Gli Indiana Pacers, che hanno subito la quinta eliminazione per mano di James negli ultimi sette anni, possono ragionevolmente pensare di aver battuto i Cleveland Cavaliers ma di non essere riusciti a battere LeBron James, se questa frase ha un qualche senso. Il computo totale dei punti nella serie li vede addirittura in vantaggio, complice il +34 di gara-6 e le quattro sconfitte sempre contenute entro i 4 punti di scarto: con un minimo di mestiere in più (gestendo meglio i raddoppi su Oladipo, spingendo di più in transizione, battezzando ancora di più i non-tiratori dei Cavs) avrebbero potuto/dovuto portare a casa una serie in cui avevano un chiaro vantaggio fisico-atletico nei confronti degli avversari.

Di tutti gli avversari tranne che di James, che è stato semplicemente magnifico oltre i limiti consentiti dal suo corpo, che a fine gara lo hanno portato a presentarsi esausto ed esaurito in conferenza stampa chiedendo solo di andare a casa invece che rispondere a domande sulla serie in arrivo contro i Toronto Raptors.
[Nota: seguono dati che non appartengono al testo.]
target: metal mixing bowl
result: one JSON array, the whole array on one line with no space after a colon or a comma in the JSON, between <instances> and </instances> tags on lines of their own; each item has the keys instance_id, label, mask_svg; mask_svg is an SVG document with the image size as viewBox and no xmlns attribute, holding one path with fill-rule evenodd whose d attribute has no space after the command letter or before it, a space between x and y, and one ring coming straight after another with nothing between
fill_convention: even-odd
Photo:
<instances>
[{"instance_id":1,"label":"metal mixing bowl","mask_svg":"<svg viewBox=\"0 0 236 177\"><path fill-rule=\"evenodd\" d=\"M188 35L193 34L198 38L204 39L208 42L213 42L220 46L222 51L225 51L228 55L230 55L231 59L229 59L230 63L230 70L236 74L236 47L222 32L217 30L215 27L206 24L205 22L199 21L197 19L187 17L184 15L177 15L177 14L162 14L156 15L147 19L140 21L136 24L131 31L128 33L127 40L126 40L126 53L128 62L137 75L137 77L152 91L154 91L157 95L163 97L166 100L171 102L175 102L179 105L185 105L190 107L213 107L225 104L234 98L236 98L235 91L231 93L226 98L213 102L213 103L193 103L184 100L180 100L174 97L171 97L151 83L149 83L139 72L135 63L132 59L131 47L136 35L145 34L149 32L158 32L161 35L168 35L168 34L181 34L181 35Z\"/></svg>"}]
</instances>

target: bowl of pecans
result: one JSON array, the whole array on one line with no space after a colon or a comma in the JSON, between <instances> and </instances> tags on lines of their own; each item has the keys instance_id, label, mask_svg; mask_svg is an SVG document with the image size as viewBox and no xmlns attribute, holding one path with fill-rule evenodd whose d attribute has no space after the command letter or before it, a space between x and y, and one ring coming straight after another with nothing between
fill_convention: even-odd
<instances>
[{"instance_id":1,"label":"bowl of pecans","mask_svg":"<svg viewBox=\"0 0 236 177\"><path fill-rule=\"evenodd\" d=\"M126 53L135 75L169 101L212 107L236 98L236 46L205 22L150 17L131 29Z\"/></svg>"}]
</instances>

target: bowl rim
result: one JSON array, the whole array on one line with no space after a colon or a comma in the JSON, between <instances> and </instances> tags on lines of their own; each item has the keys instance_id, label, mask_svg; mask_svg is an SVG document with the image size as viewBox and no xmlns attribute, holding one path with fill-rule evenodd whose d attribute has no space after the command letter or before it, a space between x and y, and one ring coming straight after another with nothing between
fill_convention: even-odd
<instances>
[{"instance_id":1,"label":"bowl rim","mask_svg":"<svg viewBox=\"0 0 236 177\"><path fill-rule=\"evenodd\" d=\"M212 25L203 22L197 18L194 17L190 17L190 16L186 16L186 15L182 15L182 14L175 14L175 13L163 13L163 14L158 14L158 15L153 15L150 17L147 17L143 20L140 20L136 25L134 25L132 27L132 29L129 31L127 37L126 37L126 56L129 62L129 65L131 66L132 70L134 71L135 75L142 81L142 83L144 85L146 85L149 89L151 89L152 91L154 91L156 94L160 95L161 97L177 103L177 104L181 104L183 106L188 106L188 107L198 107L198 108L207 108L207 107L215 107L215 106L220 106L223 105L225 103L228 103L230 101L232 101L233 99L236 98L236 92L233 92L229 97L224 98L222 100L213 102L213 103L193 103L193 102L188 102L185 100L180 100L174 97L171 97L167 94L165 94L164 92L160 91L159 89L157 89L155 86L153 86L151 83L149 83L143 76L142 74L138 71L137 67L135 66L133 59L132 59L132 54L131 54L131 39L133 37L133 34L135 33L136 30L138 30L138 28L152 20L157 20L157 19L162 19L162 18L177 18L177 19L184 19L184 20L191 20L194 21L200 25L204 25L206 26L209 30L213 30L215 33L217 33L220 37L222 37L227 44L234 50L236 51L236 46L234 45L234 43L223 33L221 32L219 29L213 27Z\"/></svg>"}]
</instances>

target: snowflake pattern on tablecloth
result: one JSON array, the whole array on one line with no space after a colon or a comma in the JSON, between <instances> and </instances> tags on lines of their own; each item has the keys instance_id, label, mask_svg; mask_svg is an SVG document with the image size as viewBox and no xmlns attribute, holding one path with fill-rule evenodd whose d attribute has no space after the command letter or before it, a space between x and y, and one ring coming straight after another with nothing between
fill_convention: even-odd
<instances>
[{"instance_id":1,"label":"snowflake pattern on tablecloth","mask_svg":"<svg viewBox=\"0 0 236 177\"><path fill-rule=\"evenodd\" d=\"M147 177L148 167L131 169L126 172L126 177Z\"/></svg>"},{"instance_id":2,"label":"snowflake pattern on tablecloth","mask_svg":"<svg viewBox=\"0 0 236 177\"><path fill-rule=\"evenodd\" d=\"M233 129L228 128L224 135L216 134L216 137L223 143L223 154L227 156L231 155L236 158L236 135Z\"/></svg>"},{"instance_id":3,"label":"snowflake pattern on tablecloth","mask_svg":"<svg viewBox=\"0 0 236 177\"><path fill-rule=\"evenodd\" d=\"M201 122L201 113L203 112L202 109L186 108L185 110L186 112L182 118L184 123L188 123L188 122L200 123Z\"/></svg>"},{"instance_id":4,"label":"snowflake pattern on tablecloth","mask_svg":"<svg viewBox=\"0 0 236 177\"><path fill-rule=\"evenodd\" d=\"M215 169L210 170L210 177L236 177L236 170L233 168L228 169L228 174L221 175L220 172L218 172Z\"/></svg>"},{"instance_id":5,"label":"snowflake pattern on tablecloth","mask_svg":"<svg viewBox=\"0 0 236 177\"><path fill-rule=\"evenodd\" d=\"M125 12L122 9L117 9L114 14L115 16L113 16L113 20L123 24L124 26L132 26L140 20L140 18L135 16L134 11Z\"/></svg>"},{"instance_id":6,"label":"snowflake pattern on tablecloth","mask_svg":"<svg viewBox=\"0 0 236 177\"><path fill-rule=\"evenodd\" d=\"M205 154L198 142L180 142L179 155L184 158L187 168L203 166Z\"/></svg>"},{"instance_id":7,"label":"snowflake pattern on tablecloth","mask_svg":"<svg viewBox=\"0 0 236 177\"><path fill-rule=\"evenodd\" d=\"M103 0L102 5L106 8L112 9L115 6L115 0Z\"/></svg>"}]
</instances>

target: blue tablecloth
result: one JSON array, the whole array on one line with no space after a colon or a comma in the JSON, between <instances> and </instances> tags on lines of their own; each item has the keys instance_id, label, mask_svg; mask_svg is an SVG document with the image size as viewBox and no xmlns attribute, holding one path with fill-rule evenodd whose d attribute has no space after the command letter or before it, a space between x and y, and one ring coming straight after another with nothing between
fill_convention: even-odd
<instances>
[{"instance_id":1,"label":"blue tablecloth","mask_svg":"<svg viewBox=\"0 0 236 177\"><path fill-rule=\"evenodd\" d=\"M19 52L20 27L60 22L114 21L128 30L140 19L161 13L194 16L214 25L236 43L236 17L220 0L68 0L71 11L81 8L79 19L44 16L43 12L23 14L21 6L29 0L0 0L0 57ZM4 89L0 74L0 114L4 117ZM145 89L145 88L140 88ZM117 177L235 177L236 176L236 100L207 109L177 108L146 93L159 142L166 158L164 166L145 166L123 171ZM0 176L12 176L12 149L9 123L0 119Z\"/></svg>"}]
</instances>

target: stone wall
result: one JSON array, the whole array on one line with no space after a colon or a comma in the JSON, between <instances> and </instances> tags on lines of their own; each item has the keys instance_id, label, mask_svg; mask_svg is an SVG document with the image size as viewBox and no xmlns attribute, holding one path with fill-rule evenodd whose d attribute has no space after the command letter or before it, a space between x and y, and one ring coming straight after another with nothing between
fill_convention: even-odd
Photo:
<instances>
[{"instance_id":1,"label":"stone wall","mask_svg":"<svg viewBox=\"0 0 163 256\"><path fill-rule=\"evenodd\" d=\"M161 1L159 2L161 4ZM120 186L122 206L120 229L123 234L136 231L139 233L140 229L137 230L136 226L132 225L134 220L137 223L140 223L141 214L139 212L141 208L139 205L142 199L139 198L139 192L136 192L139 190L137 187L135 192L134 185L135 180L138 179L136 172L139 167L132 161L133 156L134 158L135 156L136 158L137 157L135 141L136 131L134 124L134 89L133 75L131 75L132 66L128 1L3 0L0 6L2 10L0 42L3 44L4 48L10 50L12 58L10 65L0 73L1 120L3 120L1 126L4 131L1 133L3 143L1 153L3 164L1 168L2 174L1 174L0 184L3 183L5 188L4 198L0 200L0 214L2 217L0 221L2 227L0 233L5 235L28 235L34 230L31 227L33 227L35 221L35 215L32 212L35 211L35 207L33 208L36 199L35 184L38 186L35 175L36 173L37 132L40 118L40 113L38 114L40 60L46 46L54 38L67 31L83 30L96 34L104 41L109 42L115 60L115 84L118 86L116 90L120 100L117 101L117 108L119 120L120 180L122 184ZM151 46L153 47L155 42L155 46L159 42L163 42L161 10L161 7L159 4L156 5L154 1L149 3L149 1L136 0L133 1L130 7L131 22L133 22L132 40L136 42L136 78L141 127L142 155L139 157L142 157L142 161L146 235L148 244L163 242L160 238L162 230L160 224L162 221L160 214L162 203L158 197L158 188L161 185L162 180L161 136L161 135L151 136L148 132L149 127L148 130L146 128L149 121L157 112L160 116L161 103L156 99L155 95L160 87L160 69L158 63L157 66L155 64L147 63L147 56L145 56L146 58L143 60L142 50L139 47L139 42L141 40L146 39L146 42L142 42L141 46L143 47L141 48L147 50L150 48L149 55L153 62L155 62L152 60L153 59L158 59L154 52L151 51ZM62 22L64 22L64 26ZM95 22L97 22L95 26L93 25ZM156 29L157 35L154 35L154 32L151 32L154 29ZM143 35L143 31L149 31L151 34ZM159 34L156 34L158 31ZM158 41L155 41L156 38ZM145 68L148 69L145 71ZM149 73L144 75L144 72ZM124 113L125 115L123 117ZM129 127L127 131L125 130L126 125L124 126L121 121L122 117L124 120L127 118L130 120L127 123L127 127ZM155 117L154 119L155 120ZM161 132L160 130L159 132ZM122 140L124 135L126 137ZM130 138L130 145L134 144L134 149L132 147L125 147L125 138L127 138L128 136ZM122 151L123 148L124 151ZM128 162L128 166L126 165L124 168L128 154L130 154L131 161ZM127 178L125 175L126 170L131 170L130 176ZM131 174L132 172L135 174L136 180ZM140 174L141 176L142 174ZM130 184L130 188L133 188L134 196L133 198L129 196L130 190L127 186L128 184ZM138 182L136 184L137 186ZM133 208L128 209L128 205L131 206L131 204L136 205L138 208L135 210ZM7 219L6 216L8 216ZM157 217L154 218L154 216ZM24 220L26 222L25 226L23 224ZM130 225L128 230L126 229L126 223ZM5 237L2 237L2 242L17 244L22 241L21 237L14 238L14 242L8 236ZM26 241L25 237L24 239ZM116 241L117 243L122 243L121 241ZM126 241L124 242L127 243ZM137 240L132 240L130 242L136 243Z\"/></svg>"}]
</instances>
Per questo, conviene fermarsi un attimo e cristallizzare questo momento, perché già solo aver portato al secondo turno una squadra con evidenti limiti fisici, atletici, di talento e di personalità come questa versione dei Cleveland Cavaliers è un risultato che non va in alcun modo dimenticato. Magari i Cavs batteranno anche i Raptors arrivando in finale di conference, o magari i canadesi si dimostreranno la squadra migliore — come certamente sono — e porranno probabilmente fine alla carriera di James nel tanto amato Northeast Ohio, visto che anche lui dopo la gara ha dichiarato di aver pensato durante la partita che questa potesse “essere la fine” (se della serie o della sua carriera coi Cavs non è dato sapersi, ma il dubbio resta).

Vada come vada, i tifosi di Cleveland saranno testimoni di almeno altre due partite di LeBron James con i colori dei Cavaliers alla Quicken Loans Arena. E questo, come sempre, è un privilegio che non bisognerebbe mai dare per scontato.